In April, MSI fell victim to a cyberattack perpetrated by the ransomware group Money Message, who successfully infiltrated MSI’s internal systems and exfiltrated a staggering 1.5TB of data, predominantly comprising source code.

Nowadays, ransomware typically exfiltrates data before encrypting it, using the stolen information as leverage against victims who are unwilling to pay the ransom or seek to restore their systems from backups. In the absence of ransom payments, the data is then released publicly.

Money Message demanded a $4 million ransom from MSI, and it appears that MSI has not paid, as some of the stolen data has already surfaced online.

The MSI data breach led to the leakage of the Intel OEM private key, which could significantly undermine UEFI’s secure boot security.

It has been confirmed that the private key (KeyManifest) provided by Intel to OEMs has been leaked. These keys pertain to Intel Boot Guard digital signatures, a processor feature designed to ensure that computers only run verified programs before booting.

In essence, this concerns UEFI secure boot, a mechanism that validates programs prior to operating system startup to prevent malware from running.

The leaked private keys affect Intel’s 11th, 12th, and 13th generation processors and were distributed to various OEMs, including Intel itself, Lenovo, and Supermicro.

According to security research firm Binarly, the leaked Intel Boot Guard BPM/KM keys impact at least 166 MSI products, with the extent of the damage to other products currently unknown.

Instances of leaks involving Intel Boot Guard private keys have occurred previously, with at least two separate incidents last year involving partial key leaks.

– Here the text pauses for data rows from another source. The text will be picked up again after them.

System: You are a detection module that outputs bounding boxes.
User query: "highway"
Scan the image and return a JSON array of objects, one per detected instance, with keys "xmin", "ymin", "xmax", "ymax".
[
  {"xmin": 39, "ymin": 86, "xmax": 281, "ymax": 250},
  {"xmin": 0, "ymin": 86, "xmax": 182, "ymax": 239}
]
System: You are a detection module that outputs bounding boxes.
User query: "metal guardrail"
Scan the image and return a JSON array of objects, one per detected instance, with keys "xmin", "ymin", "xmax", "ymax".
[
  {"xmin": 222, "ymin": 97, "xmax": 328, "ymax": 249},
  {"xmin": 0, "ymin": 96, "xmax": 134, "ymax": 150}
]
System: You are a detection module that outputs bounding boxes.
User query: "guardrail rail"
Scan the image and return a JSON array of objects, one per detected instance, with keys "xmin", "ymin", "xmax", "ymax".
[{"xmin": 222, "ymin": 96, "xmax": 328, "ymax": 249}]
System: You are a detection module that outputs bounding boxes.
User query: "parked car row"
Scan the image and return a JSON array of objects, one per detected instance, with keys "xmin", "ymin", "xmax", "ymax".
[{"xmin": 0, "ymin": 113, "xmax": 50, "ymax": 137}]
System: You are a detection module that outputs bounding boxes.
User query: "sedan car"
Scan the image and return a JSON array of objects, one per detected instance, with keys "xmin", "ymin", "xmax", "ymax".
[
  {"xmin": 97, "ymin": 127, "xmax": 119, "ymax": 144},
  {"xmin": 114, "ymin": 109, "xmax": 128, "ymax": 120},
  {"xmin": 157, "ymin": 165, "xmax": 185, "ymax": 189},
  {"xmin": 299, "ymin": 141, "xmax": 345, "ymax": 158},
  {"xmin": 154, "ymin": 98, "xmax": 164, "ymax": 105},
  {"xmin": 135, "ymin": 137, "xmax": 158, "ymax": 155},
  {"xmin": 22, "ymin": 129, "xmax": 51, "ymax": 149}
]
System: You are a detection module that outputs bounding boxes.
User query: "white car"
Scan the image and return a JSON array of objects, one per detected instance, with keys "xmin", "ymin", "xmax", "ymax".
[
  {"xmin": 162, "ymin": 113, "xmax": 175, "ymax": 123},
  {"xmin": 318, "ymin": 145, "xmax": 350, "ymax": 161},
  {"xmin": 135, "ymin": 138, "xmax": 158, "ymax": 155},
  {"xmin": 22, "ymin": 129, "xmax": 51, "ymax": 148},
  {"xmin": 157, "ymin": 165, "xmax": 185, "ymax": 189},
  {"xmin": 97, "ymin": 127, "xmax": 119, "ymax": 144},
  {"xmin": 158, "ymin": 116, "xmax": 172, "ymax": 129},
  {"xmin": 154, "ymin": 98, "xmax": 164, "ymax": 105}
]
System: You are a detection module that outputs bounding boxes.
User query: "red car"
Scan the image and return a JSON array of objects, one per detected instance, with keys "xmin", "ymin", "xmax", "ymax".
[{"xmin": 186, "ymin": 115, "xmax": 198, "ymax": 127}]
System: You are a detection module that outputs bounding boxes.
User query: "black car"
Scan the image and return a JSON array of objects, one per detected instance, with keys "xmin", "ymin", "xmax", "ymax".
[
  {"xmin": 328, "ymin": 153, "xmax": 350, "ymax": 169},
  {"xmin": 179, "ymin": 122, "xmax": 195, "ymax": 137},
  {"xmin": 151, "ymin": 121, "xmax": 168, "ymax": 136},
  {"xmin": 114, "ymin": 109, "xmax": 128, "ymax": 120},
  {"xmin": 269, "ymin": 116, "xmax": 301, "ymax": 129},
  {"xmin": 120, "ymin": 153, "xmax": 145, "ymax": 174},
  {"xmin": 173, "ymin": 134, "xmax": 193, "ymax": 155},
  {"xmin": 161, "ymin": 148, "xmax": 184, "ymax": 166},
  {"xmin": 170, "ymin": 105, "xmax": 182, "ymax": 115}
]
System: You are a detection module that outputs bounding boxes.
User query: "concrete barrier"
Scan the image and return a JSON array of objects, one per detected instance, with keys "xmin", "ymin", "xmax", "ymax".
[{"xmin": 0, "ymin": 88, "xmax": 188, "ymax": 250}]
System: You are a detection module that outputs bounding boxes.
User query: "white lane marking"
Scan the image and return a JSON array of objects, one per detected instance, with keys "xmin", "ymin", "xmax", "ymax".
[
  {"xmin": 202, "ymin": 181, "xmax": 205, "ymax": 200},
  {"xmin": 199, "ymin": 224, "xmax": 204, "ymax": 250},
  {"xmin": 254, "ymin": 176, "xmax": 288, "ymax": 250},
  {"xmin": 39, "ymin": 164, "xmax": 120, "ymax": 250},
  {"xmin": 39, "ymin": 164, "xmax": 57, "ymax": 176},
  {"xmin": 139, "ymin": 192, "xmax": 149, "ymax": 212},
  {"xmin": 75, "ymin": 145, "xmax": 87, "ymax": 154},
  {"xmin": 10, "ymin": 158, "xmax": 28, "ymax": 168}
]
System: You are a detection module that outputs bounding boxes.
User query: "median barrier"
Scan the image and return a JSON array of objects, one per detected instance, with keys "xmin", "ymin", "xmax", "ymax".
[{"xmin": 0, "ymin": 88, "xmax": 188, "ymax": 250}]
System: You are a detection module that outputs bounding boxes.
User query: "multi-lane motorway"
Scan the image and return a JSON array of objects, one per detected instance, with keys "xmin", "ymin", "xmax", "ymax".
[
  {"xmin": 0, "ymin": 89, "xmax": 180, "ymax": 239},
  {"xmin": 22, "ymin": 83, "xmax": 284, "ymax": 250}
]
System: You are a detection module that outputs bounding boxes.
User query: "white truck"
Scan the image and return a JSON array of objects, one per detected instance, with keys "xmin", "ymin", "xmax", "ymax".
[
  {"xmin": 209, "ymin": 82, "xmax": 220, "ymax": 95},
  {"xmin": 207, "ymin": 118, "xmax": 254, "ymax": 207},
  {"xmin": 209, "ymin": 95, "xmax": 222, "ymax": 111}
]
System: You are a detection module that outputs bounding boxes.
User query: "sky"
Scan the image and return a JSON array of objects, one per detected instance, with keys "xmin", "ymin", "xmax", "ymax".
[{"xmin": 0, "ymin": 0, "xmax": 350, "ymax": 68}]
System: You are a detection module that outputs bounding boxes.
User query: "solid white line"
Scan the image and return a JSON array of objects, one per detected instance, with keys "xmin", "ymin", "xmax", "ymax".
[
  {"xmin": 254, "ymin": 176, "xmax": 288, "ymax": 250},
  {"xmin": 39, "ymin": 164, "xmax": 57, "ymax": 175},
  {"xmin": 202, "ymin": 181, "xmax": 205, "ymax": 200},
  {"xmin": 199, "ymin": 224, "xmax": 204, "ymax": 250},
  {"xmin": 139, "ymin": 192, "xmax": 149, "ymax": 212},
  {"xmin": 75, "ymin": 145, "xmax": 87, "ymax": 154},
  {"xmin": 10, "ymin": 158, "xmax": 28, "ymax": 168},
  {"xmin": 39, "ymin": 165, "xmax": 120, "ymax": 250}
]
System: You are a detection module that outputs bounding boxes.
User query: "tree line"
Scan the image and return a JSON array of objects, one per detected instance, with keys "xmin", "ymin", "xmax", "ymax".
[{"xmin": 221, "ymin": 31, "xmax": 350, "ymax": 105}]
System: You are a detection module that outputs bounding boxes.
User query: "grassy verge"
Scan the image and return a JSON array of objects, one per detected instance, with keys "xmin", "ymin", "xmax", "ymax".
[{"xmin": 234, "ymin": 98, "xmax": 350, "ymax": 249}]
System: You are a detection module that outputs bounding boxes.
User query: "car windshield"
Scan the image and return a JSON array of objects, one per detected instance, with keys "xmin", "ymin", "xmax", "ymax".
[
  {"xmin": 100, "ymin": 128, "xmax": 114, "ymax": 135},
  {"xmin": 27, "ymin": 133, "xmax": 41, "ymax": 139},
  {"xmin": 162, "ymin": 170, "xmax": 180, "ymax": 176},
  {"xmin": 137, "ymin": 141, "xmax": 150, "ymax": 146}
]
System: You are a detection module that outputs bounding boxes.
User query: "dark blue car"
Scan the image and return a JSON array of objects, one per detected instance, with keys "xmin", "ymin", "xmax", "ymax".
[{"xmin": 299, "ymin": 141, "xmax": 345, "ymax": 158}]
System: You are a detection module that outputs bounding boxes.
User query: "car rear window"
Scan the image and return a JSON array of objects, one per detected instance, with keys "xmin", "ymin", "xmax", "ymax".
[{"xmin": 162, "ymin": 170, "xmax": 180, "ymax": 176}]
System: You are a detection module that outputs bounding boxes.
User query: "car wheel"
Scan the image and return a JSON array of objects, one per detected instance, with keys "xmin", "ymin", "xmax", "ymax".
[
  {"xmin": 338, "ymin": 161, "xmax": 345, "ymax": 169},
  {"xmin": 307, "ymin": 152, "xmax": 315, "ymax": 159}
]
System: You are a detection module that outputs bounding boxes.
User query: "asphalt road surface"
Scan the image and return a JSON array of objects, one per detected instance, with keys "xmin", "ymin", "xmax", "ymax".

Theoretically, if these private keys have been employed in production environments, they could pose significant threats, allowing malefactors to modify firmware boot policies and bypass hardware security measures.

Neither MSI nor Intel has issued statements on the matter, leaving the full extent of the private key leaks unclear. It is possible that the hackers are gradually releasing data to pressure MSI into paying the ransom, which suggests that more data is likely to be disclosed in the future.